Evangelische Stadtmission Karlsruhe e.V.

Pflegeangebote vernetzen

13.02.2014

TechnologieRegion KA macht mobil

Der Karlsruher Oberbürgermeister, Dr. Frank Mentrup, brachte gleich zu Beginn seine Anerkennung zum Ausdruck: 

Positiv überrascht sei er davon, dass die TechnologieRegion Karlsruhe, deren Vorsitzender er ist, sich nicht nur mit Technik beschäftige, sondern dem Thema Pflege eine eigene hochqualifizierte Veranstaltung widme. Als Gastgeber hatte zuvor Dr. Martin Michel, den Oberbürgermeister und die zahlreichen Besucher begrüßt.

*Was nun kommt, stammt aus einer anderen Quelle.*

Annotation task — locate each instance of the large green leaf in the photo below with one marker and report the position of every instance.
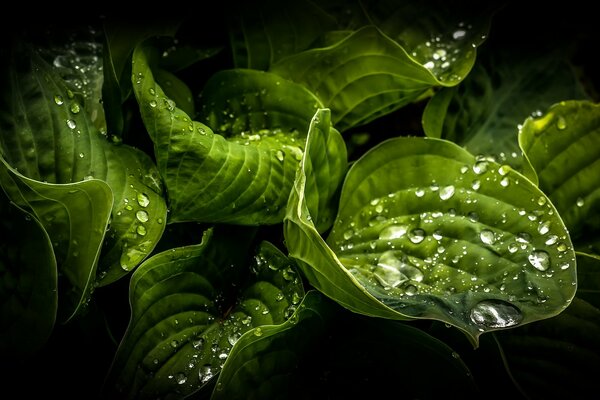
(561, 146)
(191, 305)
(263, 32)
(317, 353)
(244, 175)
(558, 357)
(427, 230)
(483, 113)
(47, 136)
(28, 284)
(362, 77)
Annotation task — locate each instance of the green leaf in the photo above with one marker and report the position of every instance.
(452, 238)
(483, 113)
(191, 305)
(75, 217)
(244, 178)
(28, 284)
(263, 32)
(317, 353)
(561, 147)
(557, 357)
(47, 135)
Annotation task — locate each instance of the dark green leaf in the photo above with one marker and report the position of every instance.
(191, 305)
(483, 112)
(562, 148)
(28, 283)
(453, 238)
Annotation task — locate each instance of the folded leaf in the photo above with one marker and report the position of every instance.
(561, 146)
(191, 305)
(427, 230)
(242, 175)
(28, 295)
(483, 113)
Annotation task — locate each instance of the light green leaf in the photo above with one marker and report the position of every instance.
(561, 146)
(318, 352)
(28, 283)
(484, 111)
(427, 230)
(46, 135)
(263, 32)
(191, 305)
(557, 357)
(243, 178)
(361, 78)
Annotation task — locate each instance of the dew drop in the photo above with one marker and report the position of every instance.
(393, 232)
(143, 199)
(495, 314)
(487, 236)
(142, 216)
(446, 192)
(416, 235)
(540, 260)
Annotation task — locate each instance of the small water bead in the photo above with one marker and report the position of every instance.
(540, 260)
(446, 192)
(487, 236)
(393, 232)
(495, 314)
(142, 216)
(416, 235)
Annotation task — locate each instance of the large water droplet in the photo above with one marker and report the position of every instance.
(143, 199)
(416, 235)
(142, 216)
(393, 232)
(487, 236)
(540, 260)
(495, 314)
(446, 192)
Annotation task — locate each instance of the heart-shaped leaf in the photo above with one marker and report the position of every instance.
(191, 305)
(561, 147)
(427, 230)
(28, 283)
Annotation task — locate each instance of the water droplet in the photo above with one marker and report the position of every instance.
(487, 236)
(75, 108)
(540, 260)
(544, 227)
(143, 199)
(180, 378)
(446, 192)
(416, 235)
(495, 314)
(142, 216)
(393, 232)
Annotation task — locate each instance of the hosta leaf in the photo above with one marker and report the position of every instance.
(427, 230)
(47, 136)
(317, 353)
(562, 148)
(483, 112)
(244, 175)
(191, 305)
(265, 31)
(28, 281)
(360, 78)
(557, 357)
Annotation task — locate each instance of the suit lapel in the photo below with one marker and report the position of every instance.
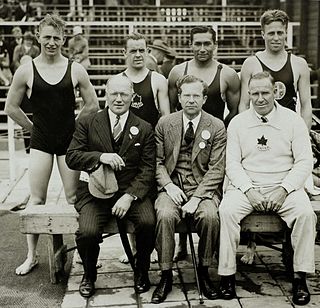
(174, 136)
(103, 129)
(128, 137)
(203, 124)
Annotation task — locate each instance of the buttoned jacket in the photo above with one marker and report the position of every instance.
(208, 152)
(93, 137)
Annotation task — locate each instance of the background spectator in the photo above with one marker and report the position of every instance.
(169, 61)
(78, 48)
(5, 73)
(5, 11)
(23, 11)
(15, 41)
(26, 48)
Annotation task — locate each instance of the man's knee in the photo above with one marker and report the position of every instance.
(165, 209)
(71, 199)
(226, 210)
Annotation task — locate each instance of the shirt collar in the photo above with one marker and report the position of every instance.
(269, 116)
(113, 117)
(194, 121)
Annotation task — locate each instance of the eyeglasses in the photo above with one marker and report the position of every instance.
(123, 95)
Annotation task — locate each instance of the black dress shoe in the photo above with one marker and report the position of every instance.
(163, 288)
(301, 295)
(141, 282)
(86, 287)
(206, 286)
(227, 287)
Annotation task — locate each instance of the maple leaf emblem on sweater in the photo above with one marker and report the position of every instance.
(262, 140)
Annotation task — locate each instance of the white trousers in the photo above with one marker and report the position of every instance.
(296, 211)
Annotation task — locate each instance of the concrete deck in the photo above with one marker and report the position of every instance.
(261, 285)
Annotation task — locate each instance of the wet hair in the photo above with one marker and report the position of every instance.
(53, 20)
(120, 77)
(134, 36)
(270, 16)
(186, 79)
(261, 75)
(202, 29)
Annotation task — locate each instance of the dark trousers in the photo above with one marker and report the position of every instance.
(94, 214)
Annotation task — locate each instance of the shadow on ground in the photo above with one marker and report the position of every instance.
(35, 289)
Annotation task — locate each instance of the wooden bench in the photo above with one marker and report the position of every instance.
(56, 220)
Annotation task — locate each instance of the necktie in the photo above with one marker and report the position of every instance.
(189, 135)
(117, 129)
(264, 119)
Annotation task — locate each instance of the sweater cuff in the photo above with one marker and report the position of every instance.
(288, 187)
(245, 187)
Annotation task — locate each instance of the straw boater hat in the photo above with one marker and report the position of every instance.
(160, 45)
(103, 183)
(77, 30)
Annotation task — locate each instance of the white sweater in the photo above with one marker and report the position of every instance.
(268, 154)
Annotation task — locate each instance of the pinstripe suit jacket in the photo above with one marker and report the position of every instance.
(208, 153)
(93, 137)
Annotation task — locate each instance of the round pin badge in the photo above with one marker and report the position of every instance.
(205, 134)
(202, 145)
(134, 130)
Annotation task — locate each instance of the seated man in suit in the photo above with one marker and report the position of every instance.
(268, 160)
(190, 145)
(124, 146)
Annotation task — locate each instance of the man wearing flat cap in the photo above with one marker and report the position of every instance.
(157, 52)
(115, 150)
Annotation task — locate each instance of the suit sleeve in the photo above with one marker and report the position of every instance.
(162, 175)
(144, 179)
(211, 184)
(79, 156)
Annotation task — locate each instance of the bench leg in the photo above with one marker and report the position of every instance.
(57, 257)
(287, 252)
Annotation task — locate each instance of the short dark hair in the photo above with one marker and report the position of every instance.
(191, 79)
(261, 75)
(134, 36)
(202, 29)
(270, 16)
(53, 20)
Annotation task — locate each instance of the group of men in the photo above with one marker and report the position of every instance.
(135, 143)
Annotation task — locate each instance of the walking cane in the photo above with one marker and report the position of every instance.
(125, 242)
(188, 221)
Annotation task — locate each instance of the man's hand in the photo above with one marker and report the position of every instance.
(276, 199)
(256, 199)
(191, 206)
(176, 194)
(122, 206)
(113, 160)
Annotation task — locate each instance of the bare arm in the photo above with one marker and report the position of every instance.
(16, 93)
(87, 91)
(173, 91)
(246, 72)
(162, 93)
(16, 57)
(304, 92)
(232, 94)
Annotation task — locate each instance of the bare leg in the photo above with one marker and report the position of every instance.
(69, 179)
(40, 167)
(182, 251)
(248, 257)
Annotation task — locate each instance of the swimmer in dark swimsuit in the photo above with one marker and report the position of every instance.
(223, 82)
(49, 82)
(290, 72)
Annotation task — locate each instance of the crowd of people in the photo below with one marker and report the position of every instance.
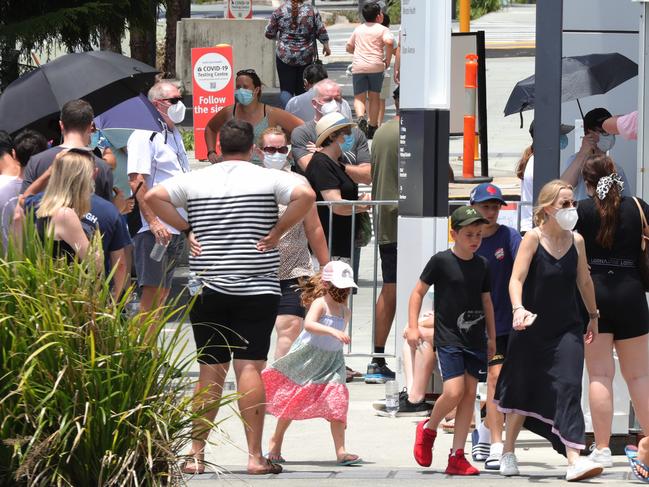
(522, 312)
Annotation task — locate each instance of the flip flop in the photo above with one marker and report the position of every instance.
(270, 468)
(635, 464)
(275, 458)
(349, 459)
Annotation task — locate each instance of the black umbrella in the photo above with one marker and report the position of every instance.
(102, 78)
(581, 76)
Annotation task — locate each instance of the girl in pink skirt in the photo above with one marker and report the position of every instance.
(309, 381)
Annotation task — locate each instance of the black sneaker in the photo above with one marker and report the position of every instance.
(407, 408)
(378, 374)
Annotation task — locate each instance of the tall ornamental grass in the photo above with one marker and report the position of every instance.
(86, 399)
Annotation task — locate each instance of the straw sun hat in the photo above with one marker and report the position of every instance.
(330, 123)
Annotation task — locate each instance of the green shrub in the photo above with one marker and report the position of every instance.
(86, 398)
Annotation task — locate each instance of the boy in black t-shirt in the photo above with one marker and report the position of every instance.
(463, 310)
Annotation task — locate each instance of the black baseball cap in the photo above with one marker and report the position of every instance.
(466, 215)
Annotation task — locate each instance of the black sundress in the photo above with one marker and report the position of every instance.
(542, 373)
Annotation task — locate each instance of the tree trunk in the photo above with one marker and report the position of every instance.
(176, 10)
(110, 40)
(8, 63)
(143, 37)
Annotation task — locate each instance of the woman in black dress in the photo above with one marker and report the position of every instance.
(611, 226)
(331, 183)
(540, 382)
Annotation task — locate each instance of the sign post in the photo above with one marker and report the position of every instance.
(424, 141)
(238, 9)
(213, 82)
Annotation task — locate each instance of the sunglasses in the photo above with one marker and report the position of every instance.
(273, 150)
(568, 204)
(173, 101)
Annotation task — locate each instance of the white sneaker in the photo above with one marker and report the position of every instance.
(603, 456)
(583, 469)
(508, 465)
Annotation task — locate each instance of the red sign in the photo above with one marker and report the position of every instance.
(213, 82)
(239, 9)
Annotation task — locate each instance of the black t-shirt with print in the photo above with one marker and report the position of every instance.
(459, 284)
(323, 174)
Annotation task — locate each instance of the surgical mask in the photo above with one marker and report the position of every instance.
(567, 218)
(176, 113)
(606, 142)
(348, 144)
(563, 141)
(331, 106)
(243, 96)
(275, 161)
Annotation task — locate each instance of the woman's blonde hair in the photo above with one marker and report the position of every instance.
(71, 184)
(548, 195)
(276, 130)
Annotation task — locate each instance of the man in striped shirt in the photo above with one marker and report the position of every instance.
(232, 212)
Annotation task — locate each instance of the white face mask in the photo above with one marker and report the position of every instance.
(176, 113)
(606, 142)
(567, 218)
(275, 161)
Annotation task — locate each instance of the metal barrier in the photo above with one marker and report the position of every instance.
(374, 243)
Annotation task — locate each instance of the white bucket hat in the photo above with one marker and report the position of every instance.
(329, 124)
(339, 274)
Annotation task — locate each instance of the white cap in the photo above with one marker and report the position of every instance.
(339, 274)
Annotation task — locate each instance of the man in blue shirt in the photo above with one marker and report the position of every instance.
(499, 246)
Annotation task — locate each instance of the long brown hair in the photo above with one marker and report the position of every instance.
(522, 162)
(595, 168)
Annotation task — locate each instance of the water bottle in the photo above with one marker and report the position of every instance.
(158, 251)
(391, 398)
(194, 285)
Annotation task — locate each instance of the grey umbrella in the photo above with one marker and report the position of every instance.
(581, 76)
(102, 78)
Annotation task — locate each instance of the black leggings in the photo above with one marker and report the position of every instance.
(291, 78)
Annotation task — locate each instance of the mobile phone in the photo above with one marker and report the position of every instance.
(136, 190)
(530, 319)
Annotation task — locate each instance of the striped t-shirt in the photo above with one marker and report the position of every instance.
(231, 206)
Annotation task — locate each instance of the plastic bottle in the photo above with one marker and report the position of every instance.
(391, 398)
(158, 251)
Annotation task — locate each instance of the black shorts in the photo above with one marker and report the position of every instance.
(501, 350)
(388, 254)
(290, 303)
(225, 325)
(622, 303)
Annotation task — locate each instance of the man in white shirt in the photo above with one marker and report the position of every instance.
(154, 157)
(233, 214)
(301, 105)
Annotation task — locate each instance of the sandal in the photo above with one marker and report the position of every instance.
(275, 458)
(194, 466)
(349, 459)
(636, 466)
(270, 468)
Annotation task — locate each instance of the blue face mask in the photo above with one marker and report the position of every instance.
(243, 96)
(563, 141)
(348, 144)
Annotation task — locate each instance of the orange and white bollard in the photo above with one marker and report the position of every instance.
(470, 91)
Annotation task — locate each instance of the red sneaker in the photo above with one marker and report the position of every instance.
(424, 440)
(458, 465)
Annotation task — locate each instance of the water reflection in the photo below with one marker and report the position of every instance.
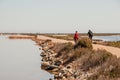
(20, 60)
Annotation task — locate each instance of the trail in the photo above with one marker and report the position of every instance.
(113, 50)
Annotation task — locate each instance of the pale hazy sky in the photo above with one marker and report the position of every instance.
(59, 15)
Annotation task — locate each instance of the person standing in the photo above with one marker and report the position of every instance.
(90, 34)
(76, 37)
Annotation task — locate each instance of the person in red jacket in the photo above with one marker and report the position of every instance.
(76, 37)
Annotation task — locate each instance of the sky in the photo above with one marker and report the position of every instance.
(60, 16)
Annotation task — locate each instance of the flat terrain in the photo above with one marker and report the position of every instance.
(113, 50)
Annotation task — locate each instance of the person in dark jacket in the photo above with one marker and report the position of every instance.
(76, 37)
(90, 34)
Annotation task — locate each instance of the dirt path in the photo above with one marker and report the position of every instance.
(113, 50)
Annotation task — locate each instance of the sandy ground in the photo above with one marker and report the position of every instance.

Das Benkiserstift war bei der Veranstaltung am 13. Februar 2014 bis auf den allerletzten Platz besetzt, was das große Interesse am geplanten Pflegenetzwerk demonstriert. 

Podiumsdiskussionen

„Pflege vernetzen“ war deshalb auch die 1. Podiumsdiskussion überschrieben, bei der Moderator Mathias Zurawski vom SWR Studio Karlsruhe Vertreter des Pflegenetz Heilbronn, des Pflegebündnis Mittelbaden, weiterer Pflegeeinrichtungen ins Gespräch brachte. Alle waren sich einig, dass nur eine gute Vernetzung in der Pflege dazu führen kann, dass die gewünschte Qualität entwickelt und aufrecht erhalten werden kann. Insbesondere die Gewinnung von qualifizierten Pflegefachkräften wird nur mit gemeinsamen Anstrengungen gelingen. Der Karlsruher Oberbürgermeister betonte bei der Gelegenheit, dass es zwischen kommunalen, kirchlich-diakonischen und privaten Pflegeangeboten keine Abgrenzungen geben solle. 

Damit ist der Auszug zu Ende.